Correspondants (ici) de la presse anglo-saxonne

Maia de la baume

Maïa de La Baume est journaliste. Elle couvre l’actualité européenne pour Politico, qui s’est imposé à Washington puis à Bruxelles avec une expertise qui tient en cinq mots : « Nobody knows politics like Politico ». Elle passera (peut-être) à la postérité en tant que « toute première journaliste française embauchée par la rédaction du New York Times » où elle a travaillé pendant neuf ans. Elle est née à Paris, a grandi aux Etats-Unis, en Pologne, en Suisse et en Italie, et a co-écrit un guide touristique (Le Petit Futé de l’Italie du Sud, 2012).
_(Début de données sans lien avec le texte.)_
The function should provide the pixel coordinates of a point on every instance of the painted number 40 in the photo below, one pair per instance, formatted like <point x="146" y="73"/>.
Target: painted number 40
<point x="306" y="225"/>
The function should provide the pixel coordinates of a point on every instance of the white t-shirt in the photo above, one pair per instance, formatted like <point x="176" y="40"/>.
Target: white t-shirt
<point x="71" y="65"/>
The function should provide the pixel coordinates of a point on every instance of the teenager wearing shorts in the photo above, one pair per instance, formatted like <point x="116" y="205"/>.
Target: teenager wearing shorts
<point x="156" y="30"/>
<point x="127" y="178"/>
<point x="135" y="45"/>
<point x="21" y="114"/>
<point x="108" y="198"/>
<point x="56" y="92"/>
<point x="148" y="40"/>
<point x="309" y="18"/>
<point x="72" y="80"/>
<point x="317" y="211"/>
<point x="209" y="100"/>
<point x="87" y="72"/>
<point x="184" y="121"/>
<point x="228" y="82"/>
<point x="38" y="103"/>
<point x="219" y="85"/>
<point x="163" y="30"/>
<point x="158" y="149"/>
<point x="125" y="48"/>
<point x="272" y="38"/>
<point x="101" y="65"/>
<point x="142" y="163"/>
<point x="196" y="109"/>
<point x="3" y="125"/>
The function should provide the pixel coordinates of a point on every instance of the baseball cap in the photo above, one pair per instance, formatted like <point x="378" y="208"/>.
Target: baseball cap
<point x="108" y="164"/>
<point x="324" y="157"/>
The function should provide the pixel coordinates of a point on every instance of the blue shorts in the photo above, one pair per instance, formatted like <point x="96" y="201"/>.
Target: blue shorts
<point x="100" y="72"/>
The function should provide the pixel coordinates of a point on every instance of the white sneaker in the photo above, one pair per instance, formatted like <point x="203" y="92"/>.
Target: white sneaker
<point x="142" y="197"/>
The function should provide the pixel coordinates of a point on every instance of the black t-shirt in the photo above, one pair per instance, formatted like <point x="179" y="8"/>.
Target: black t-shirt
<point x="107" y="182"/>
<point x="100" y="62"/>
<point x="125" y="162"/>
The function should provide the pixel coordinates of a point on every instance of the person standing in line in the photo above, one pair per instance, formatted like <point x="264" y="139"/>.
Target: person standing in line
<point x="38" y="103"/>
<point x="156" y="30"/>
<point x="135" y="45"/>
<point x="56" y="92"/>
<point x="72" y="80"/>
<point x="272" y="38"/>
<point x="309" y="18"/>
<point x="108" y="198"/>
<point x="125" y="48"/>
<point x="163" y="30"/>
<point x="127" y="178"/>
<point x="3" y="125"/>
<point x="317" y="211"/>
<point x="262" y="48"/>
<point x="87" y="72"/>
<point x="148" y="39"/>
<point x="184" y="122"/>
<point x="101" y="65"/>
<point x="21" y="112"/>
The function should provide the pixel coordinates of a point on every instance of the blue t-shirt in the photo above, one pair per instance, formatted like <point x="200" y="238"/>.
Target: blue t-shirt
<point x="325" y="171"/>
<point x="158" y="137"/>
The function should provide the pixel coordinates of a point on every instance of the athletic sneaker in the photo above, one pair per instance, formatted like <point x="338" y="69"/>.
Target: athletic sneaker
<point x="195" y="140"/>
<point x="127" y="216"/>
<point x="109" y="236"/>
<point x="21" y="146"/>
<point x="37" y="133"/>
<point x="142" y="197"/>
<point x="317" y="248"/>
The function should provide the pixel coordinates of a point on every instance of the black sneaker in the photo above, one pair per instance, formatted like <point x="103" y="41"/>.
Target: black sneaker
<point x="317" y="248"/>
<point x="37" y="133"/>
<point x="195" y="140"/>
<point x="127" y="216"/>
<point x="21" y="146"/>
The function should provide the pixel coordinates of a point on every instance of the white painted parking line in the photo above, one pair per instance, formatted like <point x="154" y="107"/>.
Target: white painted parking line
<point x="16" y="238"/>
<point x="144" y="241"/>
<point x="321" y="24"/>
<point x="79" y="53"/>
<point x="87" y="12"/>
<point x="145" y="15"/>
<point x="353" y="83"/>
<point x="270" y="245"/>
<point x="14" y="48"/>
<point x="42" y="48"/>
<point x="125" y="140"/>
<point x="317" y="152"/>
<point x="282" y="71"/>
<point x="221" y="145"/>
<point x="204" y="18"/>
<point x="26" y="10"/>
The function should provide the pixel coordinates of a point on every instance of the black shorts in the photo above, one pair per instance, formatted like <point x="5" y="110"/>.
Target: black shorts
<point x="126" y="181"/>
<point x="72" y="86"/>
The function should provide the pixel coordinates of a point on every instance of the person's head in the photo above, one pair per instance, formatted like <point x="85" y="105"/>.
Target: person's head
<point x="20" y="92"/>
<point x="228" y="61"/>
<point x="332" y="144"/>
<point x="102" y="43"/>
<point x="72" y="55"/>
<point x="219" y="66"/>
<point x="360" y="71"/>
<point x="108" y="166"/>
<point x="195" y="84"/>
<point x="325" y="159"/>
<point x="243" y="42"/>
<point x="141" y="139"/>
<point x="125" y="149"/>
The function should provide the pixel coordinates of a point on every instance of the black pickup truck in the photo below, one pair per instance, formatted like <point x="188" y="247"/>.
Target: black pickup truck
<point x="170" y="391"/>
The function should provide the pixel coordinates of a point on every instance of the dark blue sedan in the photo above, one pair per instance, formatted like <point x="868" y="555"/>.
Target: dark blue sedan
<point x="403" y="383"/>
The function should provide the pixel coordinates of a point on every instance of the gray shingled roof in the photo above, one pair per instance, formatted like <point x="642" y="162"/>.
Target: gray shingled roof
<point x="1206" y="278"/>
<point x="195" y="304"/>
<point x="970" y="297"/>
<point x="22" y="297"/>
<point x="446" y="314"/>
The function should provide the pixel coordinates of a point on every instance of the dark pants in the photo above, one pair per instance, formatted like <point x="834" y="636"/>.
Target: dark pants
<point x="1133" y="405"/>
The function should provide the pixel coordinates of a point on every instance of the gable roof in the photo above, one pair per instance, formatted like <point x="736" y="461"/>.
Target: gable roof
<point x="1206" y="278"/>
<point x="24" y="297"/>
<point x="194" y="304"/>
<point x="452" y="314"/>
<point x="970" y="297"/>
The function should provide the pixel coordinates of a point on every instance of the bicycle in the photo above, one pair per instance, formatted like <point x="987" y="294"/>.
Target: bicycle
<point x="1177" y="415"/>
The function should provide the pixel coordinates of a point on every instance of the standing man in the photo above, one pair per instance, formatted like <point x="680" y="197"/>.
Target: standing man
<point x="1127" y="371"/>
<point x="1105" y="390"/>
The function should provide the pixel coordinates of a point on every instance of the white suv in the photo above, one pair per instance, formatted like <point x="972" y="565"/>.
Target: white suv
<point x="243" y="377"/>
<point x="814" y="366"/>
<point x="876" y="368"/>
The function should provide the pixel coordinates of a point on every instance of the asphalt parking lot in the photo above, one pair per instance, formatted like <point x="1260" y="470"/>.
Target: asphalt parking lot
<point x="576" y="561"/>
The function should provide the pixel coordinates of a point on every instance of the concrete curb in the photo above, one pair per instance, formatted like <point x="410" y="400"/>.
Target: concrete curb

Le fin fond de la Calabre n’a donc plus de secret pour elle, un peu comme la rue de la Loi (a.k.a. le siège des grandes institutions politiques, à Bruxelles).

Alissa de carbonnel

Alissa de Carbonnel est correspondante à Bruxelles de l’agence anglaise Reuters. Elle couvre les questions énergétiques et de lutte contre le terrorisme. Ça la change drôlement de Moscou, où elle a été en poste pendant huit ans pour Reuters et l’AFP. Elle a vu la guerre, en Ukraine. Elle a sillonné des terres qui ne sont plus en guerre et pas en paix : le Daguestan, la Tchétchénie et l’Ingouchie. Elle est franco-américaine, diplômée d’Oxford et de Cornell, parle quatre ou cinq langues, et a eu au moins trois vies. Avant d’être journaliste elle était trader dans une banque d’affaires, la Barclays, à Londres. Et encore avant ça, championne internationale de patinage artistique : 27e place, danse sur glace, championnats du monde 2000. Trop forte.

Marie doezama

Marie Doezema est journaliste. C’est une Américaine à Paris, après avoir été une Américaine à Tokyo et une Américaine à Doha. Elle a produit des sujets pour Al Jazeera, écrit pour le Asahi Shimbun et le New York Times. Elle aime être pigiste, enseigne au Celsa et pendant son temps libre construit une machine à remonter le temps.

Simon kuper

Simon Kuper est chroniqueur pour le Financial Times. Après avoir longtemps analysé le marché des changes, il a fini par convaincre son vénérable journal de le laisser écrire des billets d’humeur sur le football (souvent) et la vie parisienne (parfois). Il a vécu avec ses parents sud africains entre l’Ouganda et les Pays-Bas, avant d’épouser une Américaine et de s’installer par hasard en France. Il a assisté à huit coupes du monde et consacré un livre entier à l’Ajax Amsterdam, « sans aucun doute l’institution la plus importante de Hollande, après la famille royale ». Son dernier livre a été publié en français sous le titre Les Attaquants les plus chers ne sont pas ceux qui marquent le plus et autres mystères du football décryptés (avec Stefan Szymanski, éd. De Boeck).

Simon marks

Simon Marks couvre l’actualité de la Commission européenne pour l’agence Market News International, tout en réalisant des investigations au long cours pour The Guardian. Il a été pendant cinq ans reporter puis rédacteur en chef adjoint du Cambodia Daily, à Phnom Penh. C’est un gars de Belfast installé à Bruxelles par amour et qui parle couramment khmer. Son enquête Sex, lies and a slippery truth pour Newsweek en 2014 a conduit à la démission d’une figure de l’humanitaire mondial et a contraint le New York Times à faire dans ses colonnes un (rare) mea culpa.